L'appuntamento e' alle 9,30 per la colazione. Io sono sveglia dalle 7 e la colazione l'ho appena finita, abbondante, molto abbondante, anche perche' ieri ho cenato con un hot dog e un gelato e sono andata a letto verso le due. Oggi sara' peggio. Quando gli altri saranno pronti lasceremo l'albergo che abbiamo trovato solo per stanotte e andremo al campeggio a montare la tenda, si dormira' in un ingloo in 4, dovremo metterci d'accordo su che lato dormire e girarci in modo sincronizzato. Il resto della giornata lo passeremo a zonzo, a visitare la citta', in attesa di metterci in fila per l'iscrizione, sperando ci diano un buon posto, e poi si attacca a suonare, dalle 19 a mezzanotte, una pausa ogni tanto per chupito e succo di pera, per una birra e per mangiare, spero non un altro hot dog.
C'e' in giro di tutto, carrelli della spesa pieni di strumenti, un pianoforte montato su una moto (e non e' li' fissa, ma gira per le strade con il pianista su che suona), acrobati, mangiafuoco, biciclette convertite in porta-attrezzi e costumi di scena per teatranti all'aperto, bellissime signore cinesi vestite da principesse che non ho ancora avuto modo di vedere esibirsi.
Io ho portato Filippo, ogni tanto lo scuoto o lo picchio a tempo, lui non e' molto contento e mi ricopre di una strana polvere che viene dalle sue viscere bucate, quando mi stufo di questa nevicata giallastra, batto le mani o ballo, se lo so, canto anche il ritornello.

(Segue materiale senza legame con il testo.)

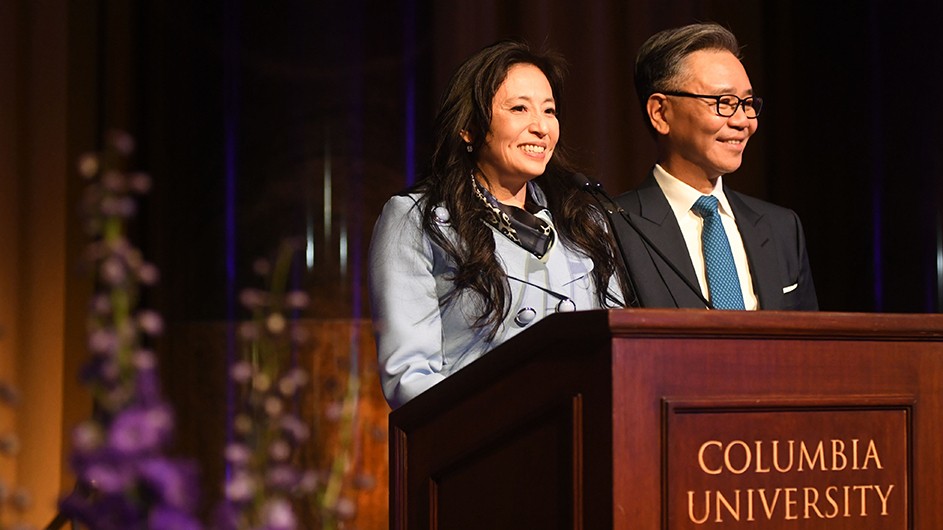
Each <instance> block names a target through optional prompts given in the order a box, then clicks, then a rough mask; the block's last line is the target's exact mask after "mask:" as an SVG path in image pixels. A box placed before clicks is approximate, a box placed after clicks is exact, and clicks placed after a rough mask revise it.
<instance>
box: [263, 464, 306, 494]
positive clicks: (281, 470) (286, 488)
mask: <svg viewBox="0 0 943 530" xmlns="http://www.w3.org/2000/svg"><path fill="white" fill-rule="evenodd" d="M298 475H299V473H298V472H297V471H296V470H295V469H294V468H293V467H291V466H290V465H288V464H280V465H277V466H274V467H271V468H269V470H268V472H267V473H266V474H265V483H266V484H267V485H268V486H269V487H272V488H275V489H280V490H283V491H291V490H292V489H293V488H294V487H295V486H297V485H298V480H299V476H298Z"/></svg>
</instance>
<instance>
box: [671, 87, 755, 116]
mask: <svg viewBox="0 0 943 530" xmlns="http://www.w3.org/2000/svg"><path fill="white" fill-rule="evenodd" d="M658 93H659V94H664V95H666V96H677V97H682V98H706V99H713V100H714V112H716V113H717V115H718V116H720V117H722V118H730V117H731V116H733V115H734V114H736V113H737V110H738V109H740V108H741V107H742V108H743V114H744V115H745V116H746V114H747V111H746V105H744V103H746V102H747V101H750V108H752V109H753V110H755V111H756V115H755V116H747V119H748V120H755V119H757V118H759V117H760V113H761V112H762V110H763V98H761V97H759V96H747V97H745V98H741V97H740V96H737V95H736V94H717V95H714V94H694V93H692V92H682V91H677V90H666V91H661V92H658ZM727 97H730V98H736V99H737V105H736V106H735V107H734V108H733V112H731V113H730V114H724V113H722V112H720V99H721V98H727Z"/></svg>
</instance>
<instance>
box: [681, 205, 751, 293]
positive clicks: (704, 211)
mask: <svg viewBox="0 0 943 530" xmlns="http://www.w3.org/2000/svg"><path fill="white" fill-rule="evenodd" d="M691 210H692V211H694V213H696V214H697V215H699V216H701V218H703V219H704V229H703V230H702V231H701V241H702V242H703V245H704V265H705V266H706V268H707V289H708V291H710V299H711V305H713V306H714V309H744V307H743V292H742V291H741V290H740V278H739V277H738V276H737V267H736V265H734V263H733V253H732V252H731V251H730V242H729V241H728V240H727V233H726V232H725V231H724V224H723V222H722V221H721V220H720V214H719V213H718V212H717V198H716V197H713V196H711V195H703V196H701V198H700V199H698V200H697V202H695V203H694V206H692V207H691Z"/></svg>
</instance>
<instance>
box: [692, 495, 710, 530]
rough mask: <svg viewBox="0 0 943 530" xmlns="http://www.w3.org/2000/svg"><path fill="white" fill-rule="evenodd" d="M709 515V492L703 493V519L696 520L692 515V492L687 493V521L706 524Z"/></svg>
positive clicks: (709, 507)
mask: <svg viewBox="0 0 943 530" xmlns="http://www.w3.org/2000/svg"><path fill="white" fill-rule="evenodd" d="M710 515H711V492H710V491H705V492H704V517H703V518H700V519H698V518H697V517H696V516H695V515H694V492H693V491H689V492H688V519H690V520H691V522H692V523H694V524H704V523H706V522H707V518H708V517H710Z"/></svg>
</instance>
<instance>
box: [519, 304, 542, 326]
mask: <svg viewBox="0 0 943 530" xmlns="http://www.w3.org/2000/svg"><path fill="white" fill-rule="evenodd" d="M535 318H537V311H535V310H534V308H533V307H525V308H523V309H521V310H520V311H518V312H517V316H516V317H514V323H515V324H517V325H518V326H520V327H524V326H526V325H527V324H530V323H531V322H533V321H534V319H535Z"/></svg>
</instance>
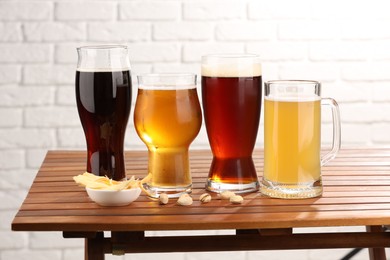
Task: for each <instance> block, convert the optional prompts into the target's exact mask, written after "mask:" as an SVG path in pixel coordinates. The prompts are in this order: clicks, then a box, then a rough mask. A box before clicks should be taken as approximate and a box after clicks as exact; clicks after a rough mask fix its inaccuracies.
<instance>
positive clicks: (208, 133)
mask: <svg viewBox="0 0 390 260" xmlns="http://www.w3.org/2000/svg"><path fill="white" fill-rule="evenodd" d="M261 80H262V78H261V76H253V77H247V76H245V77H210V76H203V77H202V99H203V110H204V118H205V123H206V129H207V135H208V138H209V142H210V146H211V149H212V151H213V155H214V158H213V162H212V165H211V168H210V173H209V182H210V181H211V182H213V183H223V184H246V183H253V182H257V174H256V170H255V166H254V164H253V160H252V152H253V149H254V145H255V141H256V137H257V131H258V126H259V121H260V111H261V95H262V94H261Z"/></svg>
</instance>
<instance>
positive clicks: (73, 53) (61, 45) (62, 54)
mask: <svg viewBox="0 0 390 260" xmlns="http://www.w3.org/2000/svg"><path fill="white" fill-rule="evenodd" d="M80 46H81V45H80V44H79V43H63V44H61V43H60V44H57V45H56V46H55V50H54V61H55V62H56V63H68V64H72V65H74V64H77V50H76V48H77V47H80Z"/></svg>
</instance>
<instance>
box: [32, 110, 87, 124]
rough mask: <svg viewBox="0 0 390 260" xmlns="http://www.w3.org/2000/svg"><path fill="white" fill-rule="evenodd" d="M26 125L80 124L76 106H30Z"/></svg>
mask: <svg viewBox="0 0 390 260" xmlns="http://www.w3.org/2000/svg"><path fill="white" fill-rule="evenodd" d="M24 120H25V125H26V126H28V127H65V126H79V125H80V119H79V116H78V112H77V108H76V107H30V108H28V109H26V111H25V118H24Z"/></svg>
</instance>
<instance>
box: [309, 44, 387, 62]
mask: <svg viewBox="0 0 390 260" xmlns="http://www.w3.org/2000/svg"><path fill="white" fill-rule="evenodd" d="M370 52H371V44H370V43H362V42H342V43H340V42H327V43H310V45H309V57H310V59H311V60H313V61H359V60H366V59H367V58H368V57H369V56H370ZM389 53H390V52H389Z"/></svg>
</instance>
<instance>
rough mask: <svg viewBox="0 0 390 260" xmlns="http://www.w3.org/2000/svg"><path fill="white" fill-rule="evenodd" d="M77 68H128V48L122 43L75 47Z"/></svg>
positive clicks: (104, 68) (94, 71)
mask: <svg viewBox="0 0 390 260" xmlns="http://www.w3.org/2000/svg"><path fill="white" fill-rule="evenodd" d="M77 53H78V63H77V70H78V71H82V72H97V71H98V72H114V71H124V70H130V62H129V58H128V48H127V46H124V45H97V46H83V47H79V48H77Z"/></svg>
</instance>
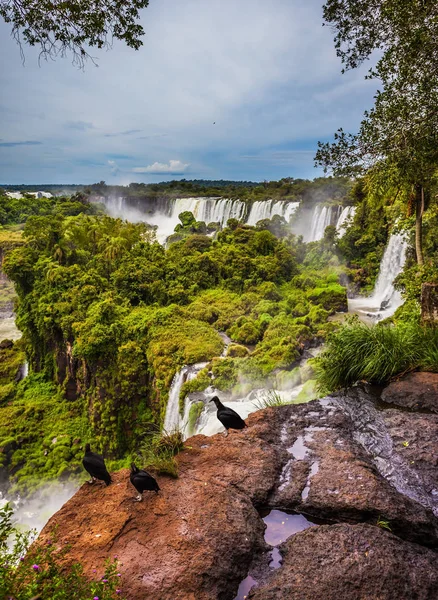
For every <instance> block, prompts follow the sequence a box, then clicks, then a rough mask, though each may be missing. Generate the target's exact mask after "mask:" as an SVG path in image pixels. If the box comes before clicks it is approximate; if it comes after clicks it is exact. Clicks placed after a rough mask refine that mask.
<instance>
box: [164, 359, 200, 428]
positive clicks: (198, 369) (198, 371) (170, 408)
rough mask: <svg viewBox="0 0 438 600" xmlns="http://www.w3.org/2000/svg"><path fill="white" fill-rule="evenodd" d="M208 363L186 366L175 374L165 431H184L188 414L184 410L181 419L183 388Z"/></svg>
mask: <svg viewBox="0 0 438 600" xmlns="http://www.w3.org/2000/svg"><path fill="white" fill-rule="evenodd" d="M207 364H208V363H206V362H203V363H197V364H195V365H190V366H184V367H183V368H182V369H181V370H180V371H178V373H176V374H175V376H174V378H173V380H172V385H171V386H170V390H169V399H168V401H167V407H166V416H165V417H164V427H163V429H164V431H166V432H167V433H171V432H172V431H175V430H176V429H178V430H180V429H183V428H184V426H186V425H187V423H188V413H187V415H186V409H187V406H186V407H185V410H184V416H183V417H182V418H181V415H180V410H179V395H180V392H181V387H182V385H183V383H185V382H186V381H190V380H191V379H194V378H195V377H196V376H197V374H198V373H199V371H201V370H202V369H204V368H205V367H206V366H207ZM189 409H190V407H189Z"/></svg>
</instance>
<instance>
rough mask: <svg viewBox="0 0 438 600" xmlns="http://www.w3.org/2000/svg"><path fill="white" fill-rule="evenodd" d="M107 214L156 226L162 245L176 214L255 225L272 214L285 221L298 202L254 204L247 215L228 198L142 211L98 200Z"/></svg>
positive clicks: (284, 202)
mask: <svg viewBox="0 0 438 600" xmlns="http://www.w3.org/2000/svg"><path fill="white" fill-rule="evenodd" d="M102 200H103V203H104V204H105V207H106V209H107V211H108V214H109V215H110V216H111V217H115V218H122V219H126V220H128V221H131V222H132V223H138V222H139V221H145V222H147V223H149V224H150V225H155V226H157V228H158V229H157V234H156V235H157V240H158V241H159V242H160V243H164V242H165V240H166V239H167V238H168V237H169V236H170V235H172V233H174V229H175V226H176V225H177V224H178V223H180V220H179V218H178V215H180V214H181V213H182V212H186V211H189V212H191V213H192V214H193V216H194V217H195V219H196V220H197V221H203V222H204V223H206V224H207V225H208V224H209V223H219V224H220V226H221V227H225V226H226V224H227V221H228V219H237V220H238V221H242V222H244V223H247V224H248V225H256V224H257V222H258V221H260V220H262V219H272V217H273V216H274V215H280V216H281V217H284V218H285V219H286V221H287V222H289V220H290V218H291V217H292V215H293V214H294V213H295V211H296V210H297V208H298V206H299V204H300V203H299V202H287V201H284V200H278V201H274V200H264V201H257V202H254V204H253V205H252V207H251V210H250V211H249V214H248V206H249V205H248V204H247V203H246V202H242V201H241V200H231V199H229V198H207V197H200V198H176V199H174V200H171V201H170V204H169V208H168V209H167V210H166V211H164V209H161V210H159V209H158V210H155V211H146V210H145V211H142V210H140V209H138V208H134V207H131V206H129V205H128V204H127V202H126V200H125V199H124V198H120V197H118V198H114V197H113V198H107V199H102Z"/></svg>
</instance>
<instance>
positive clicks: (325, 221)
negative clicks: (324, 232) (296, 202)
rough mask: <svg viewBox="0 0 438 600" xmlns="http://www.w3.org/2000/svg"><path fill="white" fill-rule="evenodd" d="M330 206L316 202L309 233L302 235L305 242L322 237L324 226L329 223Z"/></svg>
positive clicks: (321, 237) (315, 239) (314, 241)
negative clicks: (323, 205)
mask: <svg viewBox="0 0 438 600" xmlns="http://www.w3.org/2000/svg"><path fill="white" fill-rule="evenodd" d="M331 218H332V207H331V206H322V205H321V204H317V205H316V206H315V208H314V210H313V215H312V222H311V225H310V233H309V235H308V236H305V237H304V240H305V241H306V242H317V241H318V240H321V239H322V238H323V237H324V231H325V228H326V227H328V226H329V225H330V224H331Z"/></svg>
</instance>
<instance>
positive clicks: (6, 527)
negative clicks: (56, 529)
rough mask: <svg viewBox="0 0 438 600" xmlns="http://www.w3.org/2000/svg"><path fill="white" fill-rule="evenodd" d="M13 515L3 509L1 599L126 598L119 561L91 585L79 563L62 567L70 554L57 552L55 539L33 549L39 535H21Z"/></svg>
mask: <svg viewBox="0 0 438 600" xmlns="http://www.w3.org/2000/svg"><path fill="white" fill-rule="evenodd" d="M12 517H13V511H12V509H11V508H10V506H9V505H8V504H6V506H4V507H3V508H0V597H1V598H17V599H19V600H31V599H32V598H36V597H38V598H44V599H46V598H47V600H49V599H55V598H56V600H71V599H72V598H75V600H90V599H91V598H94V597H97V598H99V600H115V599H116V598H119V599H121V600H122V599H123V598H126V596H124V594H123V593H122V589H121V588H122V587H123V581H122V579H121V577H120V573H118V570H119V569H118V562H117V560H113V561H111V560H108V561H106V563H105V568H104V569H102V571H101V572H102V576H101V578H100V580H99V581H90V580H89V578H88V577H86V576H85V574H84V572H83V568H82V566H81V565H80V564H79V563H74V564H73V565H71V566H70V567H65V565H61V563H62V561H63V557H64V556H65V554H66V553H67V552H68V547H65V548H63V549H62V550H61V552H58V551H55V549H56V538H55V539H53V541H51V542H49V543H48V544H46V545H44V546H42V545H41V544H38V542H36V543H34V544H33V545H32V546H31V547H30V548H29V546H30V544H31V542H32V541H33V540H34V538H35V537H36V532H34V531H27V532H23V531H20V530H19V529H18V528H16V527H14V526H13V524H12Z"/></svg>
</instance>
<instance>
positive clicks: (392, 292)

Filippo e' ottimo per distrarre i bambini, soprattutto quelli molto piccoli, a riprova che per divertirsi l'uomo ha in realta' bisogno di cose semplici.
Ieri ho passato la serata seduta in mezzo alla strada, le rare macchine autorizzate che passavano si dovevano scansare, e poi a una certa ora non sono passate piu' neanche quelle e la strada era solo piena di gente stupita e contagiata.
E' bello che ci siano ancora spazi simili che permettono alla gente di vivere la strada, le piazze, la bellezza dei monumenti di un centro storico che non conoscevo e che mi ha meravigliata. E' una cosa in controtendenza con certi provvedimenti di sindaci preoccupati del decoro che vorrebbero mettere le loro citta' sotto vetro e far pagare il biglietto per un patrimonio universale, sicuramente da rispettare ma non da blindare in atmosfera protetta.
Mi preoccupa un po' il rientro di domenica, non so che ore faremo e lunedi' mi tocca la levataccia alle 6, spero che qualche commuter compassionevole mi svegli alla mia stazione, o rischio di restare addormentata in treno fino a mezzogiorno, avanti e indietro sulla stessa tratta.
Vedremo quanta resistenza ho ancora, queste son cose da fare a vent'anni, ma forse me le godo di piu' adesso, perche' mi e' pesato tanto non poterle fare prima.
Il post forse e' un po' sconclusionata (la mia lucidita' gia' vacilla), ma ho tempo da buttar via, una connessione gratis e soprattutto la voglia di fermare qualche impressione. Conviene approfittare delle buone occasioni, sia per scrivere che per vivere.